This post summarizes published opinions issued by the Court of Appeals of North Carolina on November 3, 2020.
(1) Presuming, without deciding, that defense counsel impliedly admitted in trial for felony breaking and entering that defendant committed misdemeanor breaking and entering, there was no Harbison error because counsel acted with defendant’s consent; (2) Prosecutor’s remarks attacking the credibility of the defendant’s expert witness were improper, but not so grossly improper as to impede defendant’s right to a fair trial; (3) Civil judgment for attorney’s fees is vacated and remanded to the trial court to allow the defendant an opportunity to be heard.
State v. Bowman, ___ N.C. App. ___, ___ S.E.2d ___ (Nov. 3, 2020).

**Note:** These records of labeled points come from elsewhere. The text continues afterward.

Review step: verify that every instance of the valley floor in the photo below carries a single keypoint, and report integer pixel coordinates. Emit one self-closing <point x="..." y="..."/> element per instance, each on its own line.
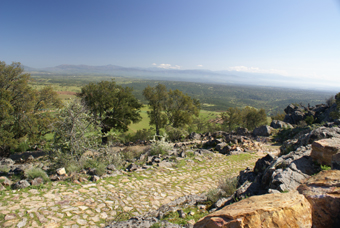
<point x="96" y="204"/>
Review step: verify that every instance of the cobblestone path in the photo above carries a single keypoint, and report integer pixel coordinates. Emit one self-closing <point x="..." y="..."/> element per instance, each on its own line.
<point x="95" y="204"/>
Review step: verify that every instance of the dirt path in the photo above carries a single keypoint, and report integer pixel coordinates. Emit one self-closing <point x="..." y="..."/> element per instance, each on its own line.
<point x="63" y="204"/>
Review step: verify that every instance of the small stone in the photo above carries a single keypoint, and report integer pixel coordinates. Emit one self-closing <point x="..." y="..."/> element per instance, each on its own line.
<point x="30" y="158"/>
<point x="61" y="171"/>
<point x="6" y="181"/>
<point x="22" y="223"/>
<point x="95" y="178"/>
<point x="2" y="187"/>
<point x="10" y="217"/>
<point x="37" y="181"/>
<point x="111" y="167"/>
<point x="21" y="184"/>
<point x="181" y="213"/>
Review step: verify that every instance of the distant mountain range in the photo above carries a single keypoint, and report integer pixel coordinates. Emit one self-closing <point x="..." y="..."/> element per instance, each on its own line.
<point x="200" y="76"/>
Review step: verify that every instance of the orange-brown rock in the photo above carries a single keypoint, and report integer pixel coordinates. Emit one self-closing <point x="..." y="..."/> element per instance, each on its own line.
<point x="324" y="149"/>
<point x="323" y="193"/>
<point x="270" y="211"/>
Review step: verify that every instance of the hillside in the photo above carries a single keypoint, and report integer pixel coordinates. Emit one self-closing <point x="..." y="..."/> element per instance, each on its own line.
<point x="213" y="97"/>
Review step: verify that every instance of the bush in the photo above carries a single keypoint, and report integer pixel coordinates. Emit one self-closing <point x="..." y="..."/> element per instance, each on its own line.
<point x="225" y="188"/>
<point x="229" y="186"/>
<point x="175" y="134"/>
<point x="143" y="135"/>
<point x="159" y="146"/>
<point x="36" y="172"/>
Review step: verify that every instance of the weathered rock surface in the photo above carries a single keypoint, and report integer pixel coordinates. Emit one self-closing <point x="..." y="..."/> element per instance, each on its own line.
<point x="280" y="124"/>
<point x="270" y="210"/>
<point x="323" y="150"/>
<point x="21" y="184"/>
<point x="263" y="131"/>
<point x="323" y="193"/>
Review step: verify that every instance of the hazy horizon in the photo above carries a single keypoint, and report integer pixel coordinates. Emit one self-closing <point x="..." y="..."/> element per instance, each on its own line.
<point x="299" y="40"/>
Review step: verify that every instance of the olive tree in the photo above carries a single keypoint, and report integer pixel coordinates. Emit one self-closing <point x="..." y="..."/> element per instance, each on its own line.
<point x="111" y="104"/>
<point x="24" y="111"/>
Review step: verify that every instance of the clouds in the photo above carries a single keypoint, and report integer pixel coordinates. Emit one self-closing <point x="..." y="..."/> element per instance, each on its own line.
<point x="257" y="70"/>
<point x="167" y="66"/>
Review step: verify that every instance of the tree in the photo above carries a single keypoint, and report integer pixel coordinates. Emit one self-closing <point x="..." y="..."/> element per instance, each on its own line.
<point x="157" y="97"/>
<point x="114" y="106"/>
<point x="24" y="111"/>
<point x="180" y="108"/>
<point x="231" y="118"/>
<point x="170" y="107"/>
<point x="74" y="132"/>
<point x="253" y="118"/>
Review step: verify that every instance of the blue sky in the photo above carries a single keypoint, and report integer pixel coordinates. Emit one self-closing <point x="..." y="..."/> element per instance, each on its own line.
<point x="294" y="38"/>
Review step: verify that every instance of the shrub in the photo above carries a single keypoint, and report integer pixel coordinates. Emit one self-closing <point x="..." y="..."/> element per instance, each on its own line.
<point x="4" y="168"/>
<point x="143" y="135"/>
<point x="213" y="195"/>
<point x="325" y="167"/>
<point x="229" y="186"/>
<point x="159" y="146"/>
<point x="36" y="172"/>
<point x="175" y="134"/>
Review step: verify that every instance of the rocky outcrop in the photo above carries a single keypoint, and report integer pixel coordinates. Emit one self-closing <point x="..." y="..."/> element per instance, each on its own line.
<point x="323" y="150"/>
<point x="272" y="174"/>
<point x="263" y="131"/>
<point x="319" y="113"/>
<point x="280" y="124"/>
<point x="323" y="193"/>
<point x="270" y="210"/>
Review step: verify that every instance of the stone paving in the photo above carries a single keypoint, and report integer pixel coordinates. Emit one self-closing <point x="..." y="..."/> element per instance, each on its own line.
<point x="95" y="204"/>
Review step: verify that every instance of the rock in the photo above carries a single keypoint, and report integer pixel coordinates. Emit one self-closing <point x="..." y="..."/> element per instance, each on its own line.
<point x="143" y="223"/>
<point x="111" y="167"/>
<point x="323" y="150"/>
<point x="270" y="210"/>
<point x="37" y="181"/>
<point x="95" y="178"/>
<point x="165" y="164"/>
<point x="263" y="131"/>
<point x="21" y="184"/>
<point x="219" y="147"/>
<point x="30" y="158"/>
<point x="54" y="177"/>
<point x="2" y="187"/>
<point x="317" y="134"/>
<point x="61" y="171"/>
<point x="132" y="167"/>
<point x="6" y="162"/>
<point x="280" y="124"/>
<point x="336" y="161"/>
<point x="323" y="193"/>
<point x="287" y="179"/>
<point x="195" y="136"/>
<point x="242" y="131"/>
<point x="181" y="213"/>
<point x="6" y="181"/>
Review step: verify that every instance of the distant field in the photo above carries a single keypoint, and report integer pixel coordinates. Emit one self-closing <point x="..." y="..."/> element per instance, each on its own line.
<point x="213" y="97"/>
<point x="144" y="124"/>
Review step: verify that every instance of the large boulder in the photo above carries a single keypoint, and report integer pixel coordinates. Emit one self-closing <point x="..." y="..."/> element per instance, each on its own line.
<point x="263" y="131"/>
<point x="195" y="136"/>
<point x="280" y="124"/>
<point x="324" y="149"/>
<point x="270" y="210"/>
<point x="323" y="193"/>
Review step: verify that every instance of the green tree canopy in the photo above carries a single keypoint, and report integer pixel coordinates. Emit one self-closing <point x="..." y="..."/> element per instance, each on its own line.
<point x="114" y="106"/>
<point x="24" y="111"/>
<point x="156" y="97"/>
<point x="171" y="107"/>
<point x="232" y="118"/>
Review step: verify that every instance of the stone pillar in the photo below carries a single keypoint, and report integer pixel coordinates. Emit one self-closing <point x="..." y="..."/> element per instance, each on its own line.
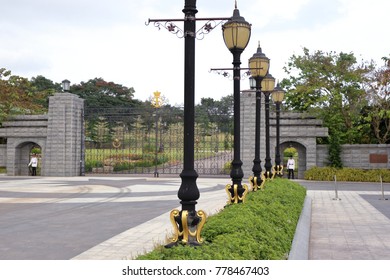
<point x="248" y="126"/>
<point x="64" y="135"/>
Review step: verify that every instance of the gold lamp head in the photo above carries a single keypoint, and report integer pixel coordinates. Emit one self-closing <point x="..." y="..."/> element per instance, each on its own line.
<point x="236" y="31"/>
<point x="259" y="64"/>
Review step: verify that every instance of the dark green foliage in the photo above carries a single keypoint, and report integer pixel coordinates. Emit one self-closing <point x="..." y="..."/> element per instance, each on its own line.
<point x="260" y="229"/>
<point x="347" y="174"/>
<point x="89" y="164"/>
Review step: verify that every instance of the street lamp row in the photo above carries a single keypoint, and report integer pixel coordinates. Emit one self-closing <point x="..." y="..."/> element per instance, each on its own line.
<point x="236" y="31"/>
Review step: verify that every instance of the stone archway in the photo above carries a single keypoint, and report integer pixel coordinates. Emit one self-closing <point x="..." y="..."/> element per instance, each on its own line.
<point x="302" y="157"/>
<point x="22" y="157"/>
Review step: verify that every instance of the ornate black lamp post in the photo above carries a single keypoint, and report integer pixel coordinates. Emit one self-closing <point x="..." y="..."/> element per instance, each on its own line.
<point x="258" y="65"/>
<point x="277" y="97"/>
<point x="269" y="84"/>
<point x="188" y="222"/>
<point x="236" y="34"/>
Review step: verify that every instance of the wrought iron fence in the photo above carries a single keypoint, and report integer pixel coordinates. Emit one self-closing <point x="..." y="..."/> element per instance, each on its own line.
<point x="128" y="141"/>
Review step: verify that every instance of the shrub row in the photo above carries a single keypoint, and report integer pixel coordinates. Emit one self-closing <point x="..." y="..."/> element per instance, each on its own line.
<point x="262" y="228"/>
<point x="347" y="174"/>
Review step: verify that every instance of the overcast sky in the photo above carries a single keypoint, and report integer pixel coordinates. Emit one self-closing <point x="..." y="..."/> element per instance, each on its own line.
<point x="84" y="39"/>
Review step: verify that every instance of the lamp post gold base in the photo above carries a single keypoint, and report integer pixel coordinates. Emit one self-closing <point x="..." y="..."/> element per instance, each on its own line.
<point x="187" y="227"/>
<point x="277" y="171"/>
<point x="235" y="195"/>
<point x="257" y="183"/>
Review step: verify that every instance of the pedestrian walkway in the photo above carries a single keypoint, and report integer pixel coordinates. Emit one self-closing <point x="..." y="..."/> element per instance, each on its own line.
<point x="349" y="228"/>
<point x="118" y="218"/>
<point x="145" y="237"/>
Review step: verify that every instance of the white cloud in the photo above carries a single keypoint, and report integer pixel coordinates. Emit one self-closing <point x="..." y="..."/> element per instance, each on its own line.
<point x="84" y="39"/>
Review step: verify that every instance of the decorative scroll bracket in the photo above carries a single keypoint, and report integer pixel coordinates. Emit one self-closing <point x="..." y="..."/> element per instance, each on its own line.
<point x="170" y="25"/>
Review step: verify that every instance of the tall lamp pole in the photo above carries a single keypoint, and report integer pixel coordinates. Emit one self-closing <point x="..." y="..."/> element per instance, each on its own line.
<point x="236" y="34"/>
<point x="269" y="84"/>
<point x="259" y="66"/>
<point x="188" y="222"/>
<point x="277" y="97"/>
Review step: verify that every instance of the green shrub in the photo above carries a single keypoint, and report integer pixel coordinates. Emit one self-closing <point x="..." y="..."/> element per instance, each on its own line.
<point x="89" y="164"/>
<point x="347" y="174"/>
<point x="261" y="228"/>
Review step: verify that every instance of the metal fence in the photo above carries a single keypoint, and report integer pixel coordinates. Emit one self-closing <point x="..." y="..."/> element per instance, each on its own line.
<point x="128" y="141"/>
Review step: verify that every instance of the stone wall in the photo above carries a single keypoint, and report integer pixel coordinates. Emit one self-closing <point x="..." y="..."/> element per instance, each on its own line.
<point x="59" y="134"/>
<point x="296" y="130"/>
<point x="368" y="156"/>
<point x="64" y="135"/>
<point x="3" y="155"/>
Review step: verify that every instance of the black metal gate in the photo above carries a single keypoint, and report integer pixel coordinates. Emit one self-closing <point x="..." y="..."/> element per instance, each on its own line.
<point x="128" y="141"/>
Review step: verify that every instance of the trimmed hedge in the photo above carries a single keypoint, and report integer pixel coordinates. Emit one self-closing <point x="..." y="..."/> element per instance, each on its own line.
<point x="347" y="174"/>
<point x="262" y="228"/>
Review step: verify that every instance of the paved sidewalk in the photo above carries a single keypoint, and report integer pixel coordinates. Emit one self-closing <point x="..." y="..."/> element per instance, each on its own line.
<point x="145" y="237"/>
<point x="95" y="217"/>
<point x="348" y="229"/>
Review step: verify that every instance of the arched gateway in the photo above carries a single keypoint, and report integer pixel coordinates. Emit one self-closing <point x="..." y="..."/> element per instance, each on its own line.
<point x="58" y="134"/>
<point x="296" y="130"/>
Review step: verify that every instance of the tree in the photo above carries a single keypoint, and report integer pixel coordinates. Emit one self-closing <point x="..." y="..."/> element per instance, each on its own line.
<point x="330" y="86"/>
<point x="98" y="93"/>
<point x="46" y="88"/>
<point x="18" y="96"/>
<point x="378" y="112"/>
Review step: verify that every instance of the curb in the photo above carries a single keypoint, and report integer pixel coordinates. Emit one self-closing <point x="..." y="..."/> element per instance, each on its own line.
<point x="300" y="244"/>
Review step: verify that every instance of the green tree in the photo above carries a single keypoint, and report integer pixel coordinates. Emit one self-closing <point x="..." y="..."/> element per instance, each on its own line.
<point x="98" y="93"/>
<point x="18" y="96"/>
<point x="46" y="88"/>
<point x="378" y="111"/>
<point x="332" y="87"/>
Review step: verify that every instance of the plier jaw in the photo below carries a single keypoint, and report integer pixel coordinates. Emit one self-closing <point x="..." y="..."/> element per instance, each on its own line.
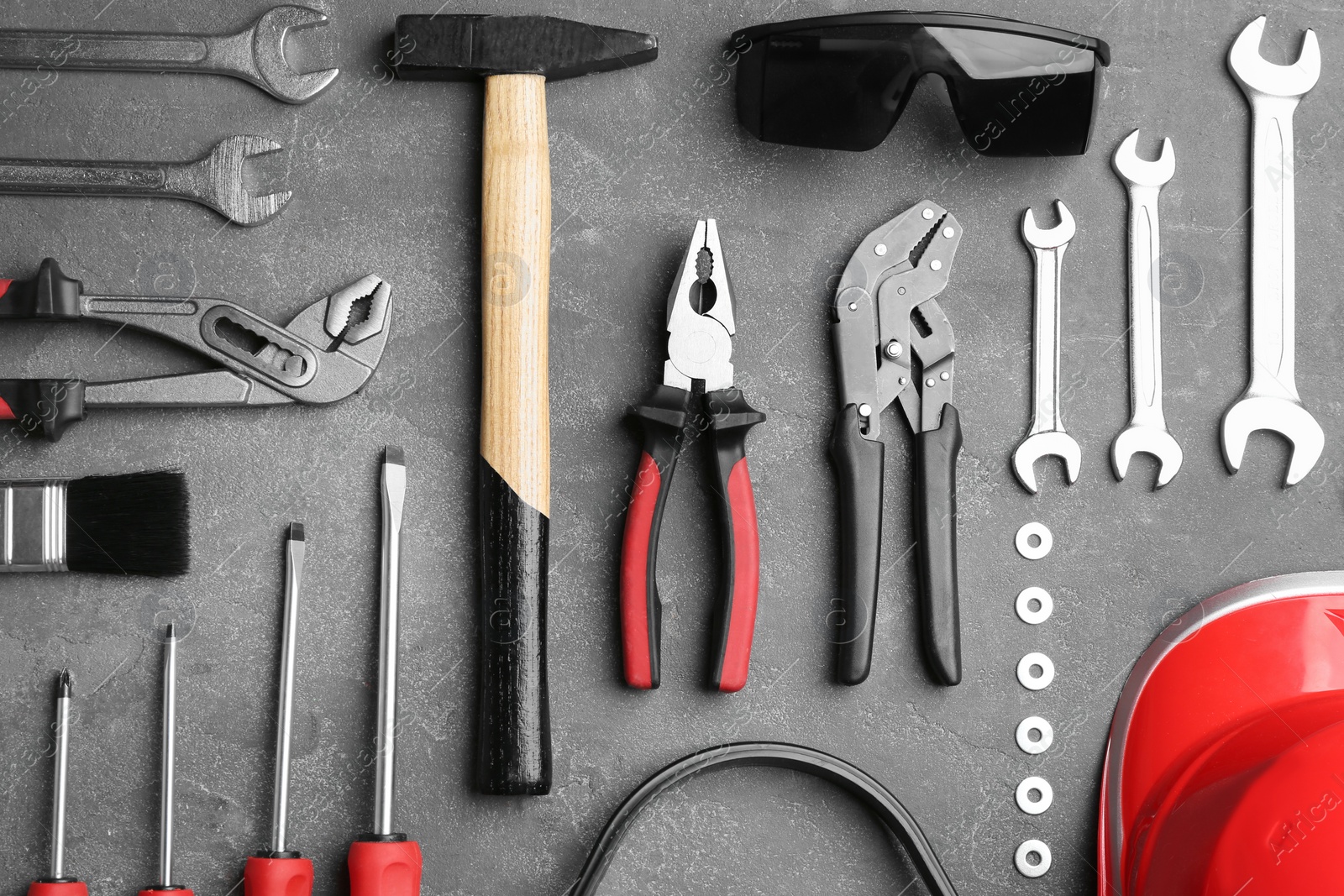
<point x="701" y="324"/>
<point x="894" y="343"/>
<point x="701" y="329"/>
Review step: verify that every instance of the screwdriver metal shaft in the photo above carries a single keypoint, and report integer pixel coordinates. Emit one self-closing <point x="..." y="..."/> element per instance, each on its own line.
<point x="385" y="773"/>
<point x="286" y="720"/>
<point x="58" y="790"/>
<point x="385" y="862"/>
<point x="167" y="763"/>
<point x="281" y="871"/>
<point x="168" y="758"/>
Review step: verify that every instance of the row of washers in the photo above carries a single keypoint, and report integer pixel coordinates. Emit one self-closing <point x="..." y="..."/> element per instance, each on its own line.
<point x="1035" y="672"/>
<point x="1270" y="401"/>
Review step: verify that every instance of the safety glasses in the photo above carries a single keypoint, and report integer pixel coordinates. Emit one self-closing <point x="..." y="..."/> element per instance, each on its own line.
<point x="840" y="82"/>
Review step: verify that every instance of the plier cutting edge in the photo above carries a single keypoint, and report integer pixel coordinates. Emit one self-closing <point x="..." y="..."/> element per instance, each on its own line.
<point x="893" y="343"/>
<point x="701" y="329"/>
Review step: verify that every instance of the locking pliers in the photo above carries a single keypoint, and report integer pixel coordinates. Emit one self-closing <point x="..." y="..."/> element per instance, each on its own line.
<point x="326" y="354"/>
<point x="701" y="328"/>
<point x="893" y="343"/>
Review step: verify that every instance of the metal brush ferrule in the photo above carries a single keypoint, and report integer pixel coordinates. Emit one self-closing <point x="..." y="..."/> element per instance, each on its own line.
<point x="34" y="526"/>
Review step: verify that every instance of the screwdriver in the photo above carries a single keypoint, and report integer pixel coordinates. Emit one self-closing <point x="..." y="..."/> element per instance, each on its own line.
<point x="281" y="871"/>
<point x="57" y="883"/>
<point x="165" y="774"/>
<point x="385" y="862"/>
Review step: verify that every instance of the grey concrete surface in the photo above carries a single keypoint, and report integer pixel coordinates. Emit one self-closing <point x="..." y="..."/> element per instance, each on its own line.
<point x="386" y="181"/>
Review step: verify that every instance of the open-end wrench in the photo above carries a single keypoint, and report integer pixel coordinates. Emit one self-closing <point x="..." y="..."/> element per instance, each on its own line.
<point x="255" y="54"/>
<point x="1047" y="429"/>
<point x="1147" y="432"/>
<point x="1270" y="401"/>
<point x="215" y="181"/>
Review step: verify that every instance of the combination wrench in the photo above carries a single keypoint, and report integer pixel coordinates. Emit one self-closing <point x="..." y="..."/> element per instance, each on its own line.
<point x="255" y="54"/>
<point x="214" y="181"/>
<point x="1047" y="434"/>
<point x="1147" y="432"/>
<point x="1270" y="401"/>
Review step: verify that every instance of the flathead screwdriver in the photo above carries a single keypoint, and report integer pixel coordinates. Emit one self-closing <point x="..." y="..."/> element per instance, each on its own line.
<point x="281" y="871"/>
<point x="385" y="862"/>
<point x="55" y="883"/>
<point x="167" y="761"/>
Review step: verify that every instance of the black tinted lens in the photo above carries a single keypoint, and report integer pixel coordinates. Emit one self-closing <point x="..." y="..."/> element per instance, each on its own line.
<point x="827" y="87"/>
<point x="844" y="86"/>
<point x="1019" y="96"/>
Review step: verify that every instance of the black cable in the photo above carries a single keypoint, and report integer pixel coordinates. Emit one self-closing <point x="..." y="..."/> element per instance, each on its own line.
<point x="850" y="778"/>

The defendant was charged with first degree burglary after she was found inside the victims’ home in the early morning hours, having taken items from their cars and placed them inside a purse belonging to one of the homeowners. The defendant appeared to be impaired at the time she was arrested. She claimed during the encounter that, alternatively, she was an emergency medical worker, someone had chased her inside the house, and someone had invited her to the house.
(1) Before making an opening statement, defense counsel notified the court that he would be admitting all of the elements of the charged offense besides intent. The trial court asked the defendant whether she understood and agreed with this decision. She said she did. While defense counsel’s express or implied admission of the defendant’s guilt of a charged offense to the jury without the defendant’s consent is per se ineffective assistance of counsel, such an admission may be made with the defendant’s consent. Here, the trial court had an exchange with the defendant where she expressed her understanding and agreed to admit the elements of felony breaking and entering other than intent. Therefore, even assuming, without deciding, that defense counsel impliedly admitted that defendant was guilty of misdemeanor breaking and entering, that admission was consensual and did not constitute ineffective assistance of counsel.
(2) An expert in forensic psychology testified for the defendant that she had diagnosed the defendant with post-traumatic stress disorder, severe alcohol use disorder, severe amphetamine use disorder, and a personality disorder. The expert testified that the defendant admitted to using methamphetamine daily and that such use can result in a methamphetamine-associated psychosis which presents with delusions, paranoia, and hallucinations. The expert characterized the defendant’s symptoms as congruent with this condition.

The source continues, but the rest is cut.